Marinette si voltò, osservando Chat Noir balzare dentro la camera e sorriderle: «Buonasera, my lady. Il tuo eroe è qua» dichiarò, chinandosi con fare galante e regalandole un occhiolino quando si rialzò: «Allora? Quante volte?»
«Ho perso il conto» mugugnò Marinette, osservandolo con il broncio: «Hai fatto quella cosa che dovevi fare? Cosa di cui non mi hai detto assolutamente niente.»
«Noto un certo risentimento nella tua voce» mormorò il biondo, togliendosi l’anello e tornando ad essere Adrien: «Possiamo parlare?»
«Mi vuoi lasciare?»
«Marinette…»
«Di solito quando qualcuno dice ‘possiamo parlare’, poi di solito segue anche il ‘lasciamoci’.»
«Tikki, quanti film mentali si è fatta?»
«Abbastanza» dichiarò la kwami rossa, ridacchiando: «Il mio preferito è quello dove eri diventato un agente segreto e te la intendevi con una spia russa.»
«Ma ce l’hai con le spie russe, ultimamente.»
«Vanno di moda.»
Adrien sorrise, avvicinandosi alla ragazza e prendendole le mani, esortandola ad alzarsi dalla sedia della scrivania: «Possiamo parlare?
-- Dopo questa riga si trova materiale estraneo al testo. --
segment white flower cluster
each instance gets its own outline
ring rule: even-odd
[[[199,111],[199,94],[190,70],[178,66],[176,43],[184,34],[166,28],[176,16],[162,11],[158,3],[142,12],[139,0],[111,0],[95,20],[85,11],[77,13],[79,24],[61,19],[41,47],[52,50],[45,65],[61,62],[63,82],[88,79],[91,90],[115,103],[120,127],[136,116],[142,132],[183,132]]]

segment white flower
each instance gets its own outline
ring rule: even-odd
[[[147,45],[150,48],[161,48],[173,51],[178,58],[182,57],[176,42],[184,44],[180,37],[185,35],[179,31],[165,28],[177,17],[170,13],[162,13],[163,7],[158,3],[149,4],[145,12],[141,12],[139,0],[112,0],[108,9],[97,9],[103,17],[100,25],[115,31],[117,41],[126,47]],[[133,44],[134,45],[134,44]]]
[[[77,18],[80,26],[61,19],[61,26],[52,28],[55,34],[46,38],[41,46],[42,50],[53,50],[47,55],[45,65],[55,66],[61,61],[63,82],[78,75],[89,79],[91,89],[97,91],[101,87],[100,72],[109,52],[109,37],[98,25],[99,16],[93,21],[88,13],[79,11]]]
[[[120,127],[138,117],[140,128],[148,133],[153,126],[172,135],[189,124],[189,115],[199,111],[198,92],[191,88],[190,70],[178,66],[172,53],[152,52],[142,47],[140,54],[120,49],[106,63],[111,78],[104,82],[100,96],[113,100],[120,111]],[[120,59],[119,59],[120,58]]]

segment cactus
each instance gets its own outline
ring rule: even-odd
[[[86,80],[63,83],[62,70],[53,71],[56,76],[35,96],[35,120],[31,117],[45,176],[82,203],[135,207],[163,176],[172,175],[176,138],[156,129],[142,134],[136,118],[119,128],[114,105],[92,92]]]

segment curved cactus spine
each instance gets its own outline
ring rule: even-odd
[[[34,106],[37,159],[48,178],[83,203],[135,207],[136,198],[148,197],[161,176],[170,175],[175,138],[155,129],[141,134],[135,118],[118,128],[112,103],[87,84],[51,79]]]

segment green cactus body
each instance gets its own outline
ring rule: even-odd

Ti prometto che non è una cosa brutta» mormorò, baciandole le nocche con fare riverente: «Sposami, Marinette» dichiarò deciso, tenendo lo sguardo in quello azzurro di lei.
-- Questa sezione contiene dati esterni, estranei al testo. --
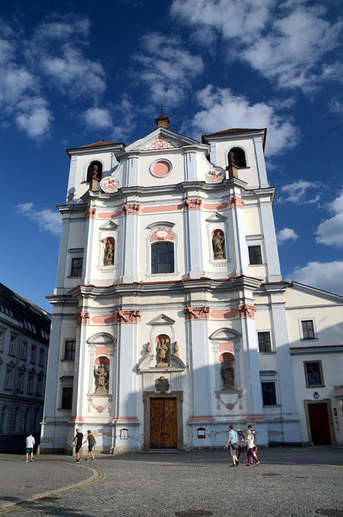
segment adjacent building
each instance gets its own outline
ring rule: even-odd
[[[50,314],[0,283],[0,451],[39,443]]]
[[[343,443],[343,298],[282,280],[266,130],[156,122],[68,151],[42,450],[311,444],[311,412]]]

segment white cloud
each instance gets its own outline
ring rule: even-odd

«Mi sembra che avevamo già affrontato questo…»
«Intendo sul serio.»
«Cosa?»
«Sposiamoci. Facciamo i documenti necessari, diamo il via libera alle nostre madri e sposiamoci.»
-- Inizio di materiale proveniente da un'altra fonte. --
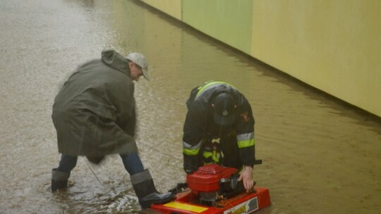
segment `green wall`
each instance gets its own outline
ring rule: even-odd
[[[381,1],[163,1],[143,0],[217,40],[381,117]]]
[[[182,2],[183,22],[250,54],[252,0],[183,0]]]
Marinette aprì la bocca, richiudendola e scuotendo poi il capo: «Stai dicendo veramente?» domandò, lasciandosi cadere sulla sedia e osservando il ragazzo inginocchiarsi davanti a lei: «Non sto sognando, vero?»
«Ah. Ecco, cosa sogni quando borbotti ‘Sì, Adrien’ mentre dormi» dichiarò il biondo divertito: «Ed io che speravo in qualcosa di sconcio.»
«Io non borbotto.»
«Oh sì, che lo fai» le dichiarò il ragazzo, allungando una mano e portandole indietro una ciocca di capelli: «Quando ti ho lasciata sono andata a vedere quella casa dove ci eravamo fermati, mentre andavamo a salvare la sorella di Thomas. E’ in vendita e me la posso permettere: sono abbastanza ricco, sai?»
«Quella con il terrazzo?»
«Quella. Sono stato abbastanza fortunato perché ho incontrato l’agente immobiliare proprio fuori dall’abitazione: è perfetta per noi, Marinette.»
«Adrien…»
«Io lavoro come modello e posso tranquillamente coprire tutte le spese, finché tu non inizierai a lavorare a tua volta» continuò il biondo, baciandole di nuovo le mani e sorridendo: «Voglio iniziare la mia vita con te, Marinette. Voglio che tu diventi mia moglie e svegliarmi la mattina con te nel letto e…»
Marinette lo interruppe, posandogli una mano sulla bocca e osservando lo sguardo verde serio: «Sei davvero sicuro?» gli domandò, vedendolo annuire vigorosamente con la testa; scivolò giù dalla sedia, togliendo la mano e coprendo la bocca di lui con la propria, stringendolo forte: «Facciamolo» mormorò contro le labbra, poggiando la fronte contro quella di Adrien: «Lo sto aspettando da quando avevo quattordici anni, quindi figurati se ti dico di no.»
«Lo stavi aspettando…»
«Sposarci. E poi avere dei bambini: tre per la precisione. E poi…»
«Per quanto voglia avere dei bambini con te» Adrien la interruppe, mettendole una mano sulla bocca e sorridendole: «E fidati, ne avremo. Per il momento preferisco…come dire…godermi appieno l’intimità con la mia fantastica mogliettina. Ci stai?» Marinette annuì con la testa, sorridendo contro il palmo di Adrien: «Brava, ragazza.»
La mora portò le mani su quella di Adrien, abbassandola un poco: «Quindi…»
«Quindi domani vado a informarmi su tutto quello che serve e poi…»
«L’abito. Le bomboniere. Il rinfresco.»
«E poi tu sei appena diventata la fusione fra mia madre e tua madre.»